A fracture in the main bone of the little toe is called a Jones fracture. Technically speaking, this fracture involves the upper column of the fifth metatarsal bone. This type of fracture is difficult to treat, especially in athletes. Without surgery, these fractures may not heal properly, leading to more fractures and other problems.
With the athlete’s long-term health in mind, doctors have started fixing Jones fractures with special screws. Overall, this method seems to be successful. But lately, some doctors have noticed more cases in which this treatment has failed. What causes treatment failure in athletes who have screw fixation for Jones fractures? And how can failures be avoided?
To answer these questions, researchers studied the records of 15 athletes who had screw fixation for Jones fractures. Six of the patients were division 1 college or professional athletes. The other patients were recreational athletes. Their average age was 22.
The patients had screw fixation of the broken bone using an imaging technique called fluoroscopy. In some cases, bone grafts were used. After surgery, patients wore walker boots or splints on the operated leg. They returned to full activity when their symptoms were gone and X-rays showed that the bones were healing together at the fracture site.

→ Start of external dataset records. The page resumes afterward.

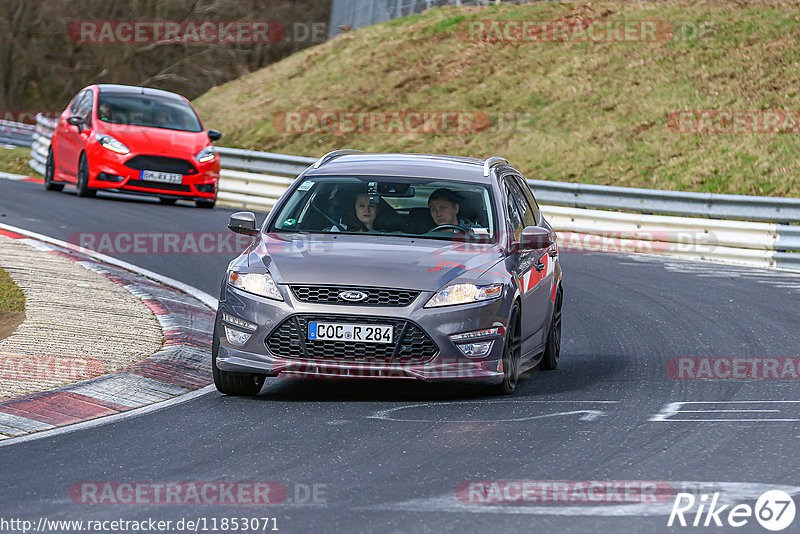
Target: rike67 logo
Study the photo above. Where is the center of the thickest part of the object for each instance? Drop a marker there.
(774, 510)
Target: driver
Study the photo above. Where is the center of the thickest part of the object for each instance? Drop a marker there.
(444, 205)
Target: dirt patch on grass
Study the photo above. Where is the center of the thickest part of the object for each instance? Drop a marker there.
(9, 321)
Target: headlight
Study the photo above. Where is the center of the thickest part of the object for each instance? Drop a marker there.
(256, 283)
(207, 154)
(464, 294)
(112, 144)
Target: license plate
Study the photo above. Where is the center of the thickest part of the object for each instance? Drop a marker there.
(166, 177)
(362, 333)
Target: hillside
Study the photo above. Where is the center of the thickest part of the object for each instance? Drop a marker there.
(593, 112)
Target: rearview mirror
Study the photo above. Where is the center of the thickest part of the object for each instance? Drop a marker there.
(535, 238)
(243, 222)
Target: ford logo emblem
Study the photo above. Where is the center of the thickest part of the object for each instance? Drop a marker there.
(352, 296)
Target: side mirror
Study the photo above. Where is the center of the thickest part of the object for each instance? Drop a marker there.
(243, 222)
(535, 238)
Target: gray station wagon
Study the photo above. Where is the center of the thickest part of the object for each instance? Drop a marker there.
(393, 266)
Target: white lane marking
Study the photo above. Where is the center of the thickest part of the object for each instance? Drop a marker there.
(10, 176)
(669, 411)
(202, 296)
(730, 493)
(108, 419)
(586, 415)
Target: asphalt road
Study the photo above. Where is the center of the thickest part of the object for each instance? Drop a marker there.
(389, 457)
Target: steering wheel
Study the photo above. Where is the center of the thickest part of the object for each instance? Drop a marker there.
(448, 227)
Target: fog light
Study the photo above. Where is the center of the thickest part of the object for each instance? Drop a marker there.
(228, 318)
(475, 350)
(109, 177)
(236, 337)
(494, 331)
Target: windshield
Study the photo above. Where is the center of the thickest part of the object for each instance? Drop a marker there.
(147, 110)
(381, 205)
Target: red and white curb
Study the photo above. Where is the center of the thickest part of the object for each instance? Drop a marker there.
(19, 177)
(181, 366)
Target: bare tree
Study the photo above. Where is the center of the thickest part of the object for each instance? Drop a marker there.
(42, 65)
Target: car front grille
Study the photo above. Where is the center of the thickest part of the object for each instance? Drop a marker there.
(161, 163)
(158, 185)
(375, 296)
(411, 345)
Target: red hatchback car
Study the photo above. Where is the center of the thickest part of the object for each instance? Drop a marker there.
(134, 140)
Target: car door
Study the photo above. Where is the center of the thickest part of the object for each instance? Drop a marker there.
(69, 140)
(536, 274)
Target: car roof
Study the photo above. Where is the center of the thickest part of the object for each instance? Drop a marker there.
(132, 89)
(406, 165)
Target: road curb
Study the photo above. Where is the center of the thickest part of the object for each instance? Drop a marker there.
(181, 366)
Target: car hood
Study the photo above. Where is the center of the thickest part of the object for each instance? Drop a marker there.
(379, 261)
(158, 141)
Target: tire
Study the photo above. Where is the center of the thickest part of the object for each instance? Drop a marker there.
(83, 188)
(49, 172)
(236, 384)
(552, 350)
(511, 356)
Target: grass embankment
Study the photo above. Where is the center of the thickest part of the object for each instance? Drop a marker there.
(12, 305)
(582, 112)
(11, 297)
(15, 161)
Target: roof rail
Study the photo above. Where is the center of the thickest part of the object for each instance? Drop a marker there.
(487, 165)
(335, 154)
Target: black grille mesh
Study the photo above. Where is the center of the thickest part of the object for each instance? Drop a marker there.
(161, 163)
(411, 345)
(375, 296)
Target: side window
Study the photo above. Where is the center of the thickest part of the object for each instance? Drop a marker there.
(73, 106)
(85, 106)
(526, 211)
(523, 186)
(515, 224)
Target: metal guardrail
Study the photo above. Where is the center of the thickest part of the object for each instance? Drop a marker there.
(43, 132)
(16, 133)
(693, 225)
(710, 205)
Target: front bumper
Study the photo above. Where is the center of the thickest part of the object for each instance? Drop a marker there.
(448, 364)
(107, 172)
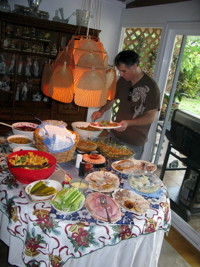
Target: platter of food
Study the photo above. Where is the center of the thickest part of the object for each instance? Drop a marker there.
(97, 211)
(105, 125)
(128, 165)
(68, 200)
(131, 201)
(144, 182)
(43, 189)
(94, 158)
(102, 181)
(113, 150)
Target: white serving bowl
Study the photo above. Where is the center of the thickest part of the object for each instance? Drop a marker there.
(14, 140)
(23, 130)
(85, 134)
(51, 183)
(18, 148)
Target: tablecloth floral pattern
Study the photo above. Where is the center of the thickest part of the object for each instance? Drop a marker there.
(51, 239)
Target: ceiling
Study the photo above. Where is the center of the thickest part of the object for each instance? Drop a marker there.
(144, 3)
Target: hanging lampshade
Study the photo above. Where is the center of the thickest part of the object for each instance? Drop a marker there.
(47, 72)
(80, 72)
(61, 86)
(111, 81)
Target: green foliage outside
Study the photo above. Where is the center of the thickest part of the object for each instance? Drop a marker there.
(191, 104)
(189, 77)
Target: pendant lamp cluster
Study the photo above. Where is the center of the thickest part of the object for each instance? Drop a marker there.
(80, 73)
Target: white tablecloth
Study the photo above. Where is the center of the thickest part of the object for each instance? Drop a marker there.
(142, 251)
(38, 237)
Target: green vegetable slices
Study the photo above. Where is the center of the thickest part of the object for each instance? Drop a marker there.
(68, 200)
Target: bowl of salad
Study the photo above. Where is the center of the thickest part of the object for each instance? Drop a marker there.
(28, 166)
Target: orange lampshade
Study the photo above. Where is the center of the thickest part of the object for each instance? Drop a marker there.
(111, 81)
(61, 86)
(80, 72)
(47, 72)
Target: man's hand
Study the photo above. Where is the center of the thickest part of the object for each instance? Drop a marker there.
(123, 127)
(96, 115)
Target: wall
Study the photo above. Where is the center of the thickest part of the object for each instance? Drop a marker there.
(109, 20)
(161, 14)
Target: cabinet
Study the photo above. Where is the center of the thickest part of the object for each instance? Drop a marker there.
(26, 44)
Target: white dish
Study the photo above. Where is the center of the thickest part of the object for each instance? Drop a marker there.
(69, 212)
(131, 201)
(52, 183)
(102, 181)
(85, 134)
(129, 165)
(144, 182)
(13, 145)
(18, 148)
(21, 131)
(105, 127)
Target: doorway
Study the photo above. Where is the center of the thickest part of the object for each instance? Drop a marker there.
(170, 66)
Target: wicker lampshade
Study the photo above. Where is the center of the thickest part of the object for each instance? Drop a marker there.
(81, 73)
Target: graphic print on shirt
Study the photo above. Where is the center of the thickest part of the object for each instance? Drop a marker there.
(139, 95)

In six cases (40 percent), screw fixation did not work. Four of these patients fractured the foot again when they returned to full activity. In two of the failed cases, the bones simply did not heal together.

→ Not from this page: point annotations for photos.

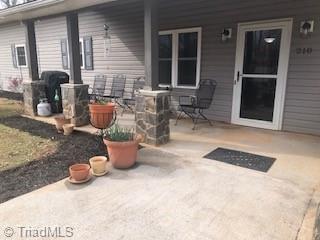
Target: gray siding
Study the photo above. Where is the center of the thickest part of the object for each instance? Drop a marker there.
(10, 34)
(127, 45)
(302, 103)
(49, 32)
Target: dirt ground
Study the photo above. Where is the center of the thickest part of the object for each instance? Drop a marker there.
(47, 154)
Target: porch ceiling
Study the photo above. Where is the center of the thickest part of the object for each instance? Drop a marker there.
(41, 8)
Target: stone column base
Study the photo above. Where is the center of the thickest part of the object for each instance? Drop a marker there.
(75, 103)
(153, 116)
(32, 93)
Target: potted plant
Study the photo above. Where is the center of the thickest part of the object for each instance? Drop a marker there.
(101, 113)
(122, 146)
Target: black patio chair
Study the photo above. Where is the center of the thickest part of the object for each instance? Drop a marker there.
(117, 89)
(99, 85)
(131, 92)
(193, 106)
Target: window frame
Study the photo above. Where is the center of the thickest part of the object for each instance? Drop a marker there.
(17, 56)
(175, 54)
(82, 52)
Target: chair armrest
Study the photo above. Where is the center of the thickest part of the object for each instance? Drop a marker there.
(117, 93)
(187, 100)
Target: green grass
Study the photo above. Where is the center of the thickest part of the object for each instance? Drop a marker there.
(18, 147)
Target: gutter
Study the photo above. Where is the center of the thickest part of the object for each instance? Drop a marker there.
(27, 7)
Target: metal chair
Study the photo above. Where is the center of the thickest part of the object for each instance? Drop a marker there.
(130, 96)
(98, 88)
(117, 89)
(193, 106)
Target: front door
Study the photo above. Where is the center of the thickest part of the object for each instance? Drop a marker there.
(261, 72)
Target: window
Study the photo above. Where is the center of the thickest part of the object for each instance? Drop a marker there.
(86, 58)
(81, 52)
(179, 57)
(21, 55)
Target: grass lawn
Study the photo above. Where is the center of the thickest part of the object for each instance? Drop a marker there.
(33, 154)
(19, 147)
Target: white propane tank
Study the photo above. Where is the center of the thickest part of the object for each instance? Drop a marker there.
(44, 108)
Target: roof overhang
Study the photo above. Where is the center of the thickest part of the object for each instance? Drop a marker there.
(42, 8)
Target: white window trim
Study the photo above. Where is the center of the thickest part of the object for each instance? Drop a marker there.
(175, 33)
(25, 55)
(83, 57)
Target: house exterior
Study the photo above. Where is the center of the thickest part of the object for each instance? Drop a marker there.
(266, 66)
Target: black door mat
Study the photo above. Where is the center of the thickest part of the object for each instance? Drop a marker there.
(242, 159)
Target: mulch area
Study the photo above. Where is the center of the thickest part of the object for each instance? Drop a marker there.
(50, 168)
(11, 95)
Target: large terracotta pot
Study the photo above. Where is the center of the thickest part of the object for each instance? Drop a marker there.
(122, 154)
(101, 115)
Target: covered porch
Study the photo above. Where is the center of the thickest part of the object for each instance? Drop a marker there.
(283, 99)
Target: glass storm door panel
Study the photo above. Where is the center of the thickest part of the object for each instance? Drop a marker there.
(262, 59)
(165, 59)
(260, 69)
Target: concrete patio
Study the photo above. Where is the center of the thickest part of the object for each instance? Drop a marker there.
(173, 193)
(167, 197)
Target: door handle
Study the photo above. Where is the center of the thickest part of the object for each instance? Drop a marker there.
(238, 76)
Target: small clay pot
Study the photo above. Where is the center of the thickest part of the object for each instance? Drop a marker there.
(99, 165)
(79, 172)
(67, 129)
(60, 121)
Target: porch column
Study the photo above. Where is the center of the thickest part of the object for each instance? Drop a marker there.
(152, 105)
(33, 89)
(151, 44)
(75, 98)
(74, 48)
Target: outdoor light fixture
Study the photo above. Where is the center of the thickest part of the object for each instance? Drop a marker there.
(226, 34)
(306, 28)
(269, 40)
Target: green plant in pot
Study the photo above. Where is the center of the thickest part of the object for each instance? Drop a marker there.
(122, 146)
(101, 113)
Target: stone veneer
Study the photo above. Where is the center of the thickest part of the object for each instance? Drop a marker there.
(153, 116)
(75, 102)
(32, 93)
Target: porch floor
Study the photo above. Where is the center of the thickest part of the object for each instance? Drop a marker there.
(173, 193)
(298, 155)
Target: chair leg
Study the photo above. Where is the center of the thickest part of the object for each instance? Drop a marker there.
(195, 120)
(205, 118)
(178, 118)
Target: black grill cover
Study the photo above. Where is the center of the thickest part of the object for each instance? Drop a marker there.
(53, 80)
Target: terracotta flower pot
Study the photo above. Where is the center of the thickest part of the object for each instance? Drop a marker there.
(79, 172)
(101, 115)
(99, 164)
(122, 154)
(60, 121)
(67, 129)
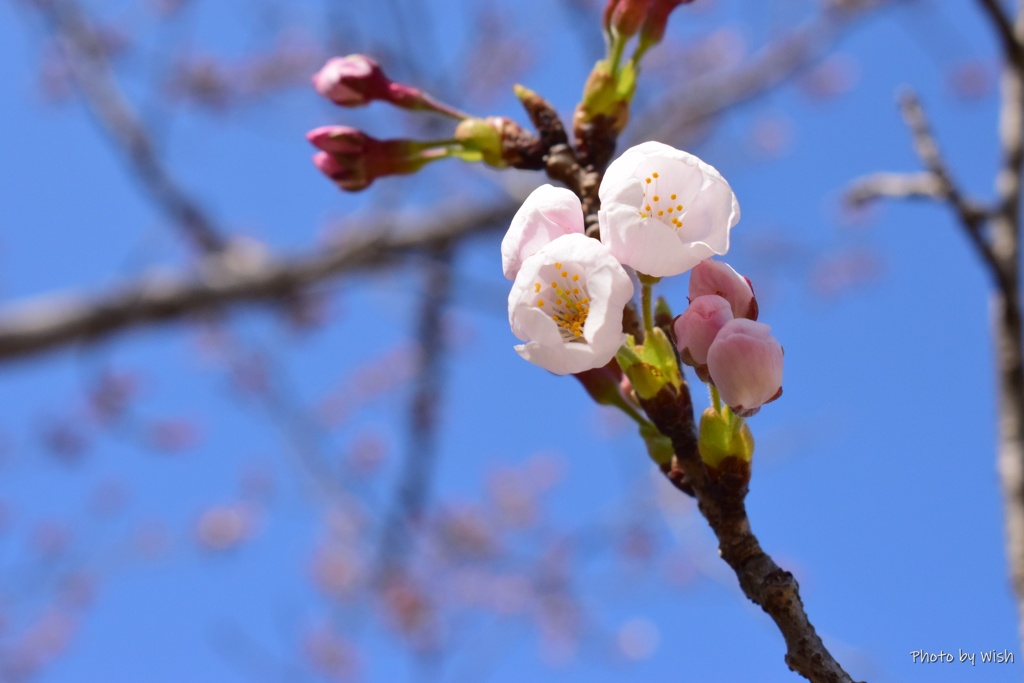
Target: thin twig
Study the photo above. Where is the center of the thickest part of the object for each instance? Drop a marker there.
(1004, 28)
(47, 323)
(86, 58)
(928, 151)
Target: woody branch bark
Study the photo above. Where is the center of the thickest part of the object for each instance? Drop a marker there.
(721, 503)
(994, 233)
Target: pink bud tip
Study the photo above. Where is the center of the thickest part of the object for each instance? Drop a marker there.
(351, 81)
(719, 278)
(745, 364)
(696, 328)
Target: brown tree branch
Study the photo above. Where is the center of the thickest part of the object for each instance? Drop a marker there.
(230, 278)
(721, 503)
(1007, 323)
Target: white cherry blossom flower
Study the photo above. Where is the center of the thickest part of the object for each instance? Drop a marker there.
(549, 212)
(664, 210)
(566, 304)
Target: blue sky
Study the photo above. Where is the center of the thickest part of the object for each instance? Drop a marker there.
(875, 478)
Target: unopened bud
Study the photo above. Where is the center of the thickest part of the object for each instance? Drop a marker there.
(353, 160)
(696, 328)
(351, 81)
(745, 364)
(654, 25)
(720, 279)
(623, 18)
(357, 80)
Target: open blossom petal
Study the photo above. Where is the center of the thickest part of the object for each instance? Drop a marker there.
(664, 210)
(745, 364)
(713, 276)
(549, 212)
(566, 304)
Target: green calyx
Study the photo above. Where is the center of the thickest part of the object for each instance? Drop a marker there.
(722, 435)
(480, 141)
(651, 366)
(658, 445)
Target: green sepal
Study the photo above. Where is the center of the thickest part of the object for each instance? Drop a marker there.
(658, 445)
(722, 435)
(651, 366)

Patients whose treatment failed went back to full activity two weeks sooner than those who had good results (seven versus nine weeks total). Though all patients were without symptoms when they resumed activity, X-rays showed that only one in six patients whose treatment failed had complete bone healing by that point. In contrast, six out of seven patients who had good results showed complete bone healing when they went back to full activity.
Involvement in sports seemed to make a difference in how soon they returned to full activity and the success of treatment. Eighty-three percent of the failed cases were division 1 or professional athletes. Interestingly, elite athletes said their symptoms had gone away three weeks sooner than the other patients did. Researchers suspect that these athletes may have a higher tolerance for pain. They may also be more eager to get back into the game. Several of the elite athletes went back to full activity without getting a doctor’s okay first.

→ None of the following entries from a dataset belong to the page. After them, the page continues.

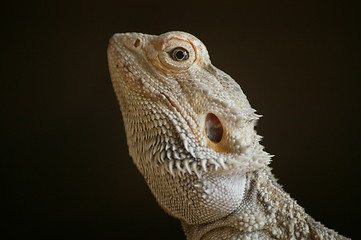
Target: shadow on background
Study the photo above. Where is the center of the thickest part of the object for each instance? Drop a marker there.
(64, 157)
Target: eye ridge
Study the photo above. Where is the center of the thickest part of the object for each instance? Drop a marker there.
(179, 54)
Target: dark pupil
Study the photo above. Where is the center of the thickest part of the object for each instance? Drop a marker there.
(180, 54)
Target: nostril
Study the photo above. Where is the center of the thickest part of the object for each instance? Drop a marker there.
(137, 42)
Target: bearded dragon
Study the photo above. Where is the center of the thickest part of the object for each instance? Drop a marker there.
(190, 132)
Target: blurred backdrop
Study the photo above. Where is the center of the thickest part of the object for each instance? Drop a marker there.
(65, 163)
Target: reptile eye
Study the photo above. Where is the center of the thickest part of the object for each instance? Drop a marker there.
(213, 128)
(179, 54)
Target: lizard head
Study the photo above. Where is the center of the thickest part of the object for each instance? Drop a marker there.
(190, 129)
(169, 91)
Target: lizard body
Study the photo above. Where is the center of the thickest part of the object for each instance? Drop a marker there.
(190, 132)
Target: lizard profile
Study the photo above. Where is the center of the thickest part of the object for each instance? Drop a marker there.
(190, 132)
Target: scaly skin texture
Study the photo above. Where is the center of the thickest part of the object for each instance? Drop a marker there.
(190, 132)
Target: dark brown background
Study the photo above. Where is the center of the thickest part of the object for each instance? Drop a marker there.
(64, 159)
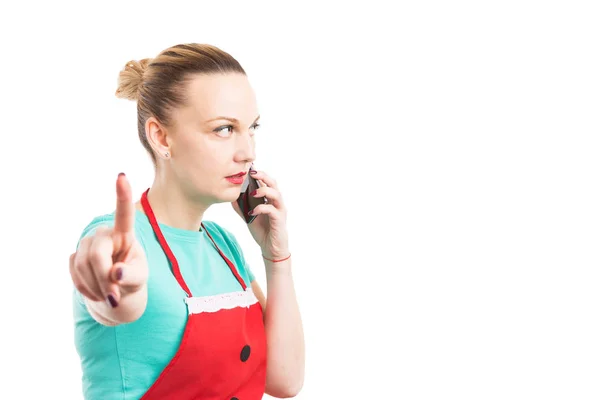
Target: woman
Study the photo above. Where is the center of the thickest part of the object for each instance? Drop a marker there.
(165, 305)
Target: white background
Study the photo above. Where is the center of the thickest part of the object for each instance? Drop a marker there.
(439, 161)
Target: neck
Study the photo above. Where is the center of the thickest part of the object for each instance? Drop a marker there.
(172, 207)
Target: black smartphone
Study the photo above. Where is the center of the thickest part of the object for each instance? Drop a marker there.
(247, 202)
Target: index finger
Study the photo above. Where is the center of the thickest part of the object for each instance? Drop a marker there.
(125, 212)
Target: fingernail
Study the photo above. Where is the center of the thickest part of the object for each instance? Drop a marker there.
(112, 301)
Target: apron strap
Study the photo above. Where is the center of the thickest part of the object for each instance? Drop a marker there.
(229, 263)
(171, 256)
(163, 243)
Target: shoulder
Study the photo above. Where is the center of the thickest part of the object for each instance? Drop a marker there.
(223, 236)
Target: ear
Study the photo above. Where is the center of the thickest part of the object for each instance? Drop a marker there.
(156, 135)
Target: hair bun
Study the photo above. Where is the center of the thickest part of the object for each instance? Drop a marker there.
(130, 79)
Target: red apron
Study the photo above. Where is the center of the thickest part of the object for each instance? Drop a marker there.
(222, 355)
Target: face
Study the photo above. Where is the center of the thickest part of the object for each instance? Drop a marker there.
(212, 136)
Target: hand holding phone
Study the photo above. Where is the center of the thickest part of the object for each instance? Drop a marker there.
(247, 202)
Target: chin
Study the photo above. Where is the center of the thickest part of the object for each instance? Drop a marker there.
(228, 196)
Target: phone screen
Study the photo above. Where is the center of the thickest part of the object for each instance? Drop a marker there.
(247, 202)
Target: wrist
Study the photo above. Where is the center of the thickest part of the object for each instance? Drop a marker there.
(276, 257)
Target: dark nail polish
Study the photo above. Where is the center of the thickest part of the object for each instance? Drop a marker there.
(111, 300)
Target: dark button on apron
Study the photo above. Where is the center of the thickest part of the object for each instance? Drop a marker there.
(245, 353)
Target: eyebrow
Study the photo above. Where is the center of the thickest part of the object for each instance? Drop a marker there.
(231, 119)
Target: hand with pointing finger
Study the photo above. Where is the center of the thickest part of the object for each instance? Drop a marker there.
(111, 265)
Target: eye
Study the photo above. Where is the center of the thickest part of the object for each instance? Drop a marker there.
(255, 127)
(224, 131)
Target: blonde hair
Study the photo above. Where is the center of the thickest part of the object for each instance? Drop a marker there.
(157, 84)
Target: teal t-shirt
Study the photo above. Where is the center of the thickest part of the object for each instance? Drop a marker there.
(122, 362)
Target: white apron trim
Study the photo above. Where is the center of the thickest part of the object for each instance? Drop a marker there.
(225, 301)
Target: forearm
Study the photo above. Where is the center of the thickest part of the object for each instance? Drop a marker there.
(285, 336)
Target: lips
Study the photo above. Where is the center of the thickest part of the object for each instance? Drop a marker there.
(239, 174)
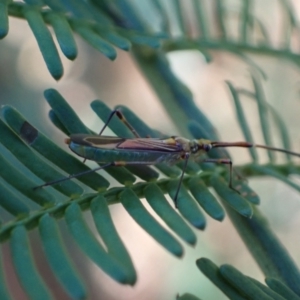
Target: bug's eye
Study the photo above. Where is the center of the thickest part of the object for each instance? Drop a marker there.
(207, 147)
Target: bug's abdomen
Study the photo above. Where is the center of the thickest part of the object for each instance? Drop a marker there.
(128, 155)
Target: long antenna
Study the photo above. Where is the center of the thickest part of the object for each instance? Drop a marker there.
(250, 145)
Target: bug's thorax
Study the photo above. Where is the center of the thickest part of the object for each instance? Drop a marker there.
(193, 146)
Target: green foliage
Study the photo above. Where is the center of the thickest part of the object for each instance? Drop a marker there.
(106, 25)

Though the group studied was small, these results show that going back to vigorous activity too soon after screw fixation can lead to poor results. Surgical technique (use of bone grafts and size of screws) wasn’t related to failure. However, a history of previous fractures was linked to treatment failure. The absence of symptoms during recovery does not prove the patient is ready for full activity. Patients need to wait until X-rays show complete healing before they return to full-impact activities after screw fixation for a Jones fracture.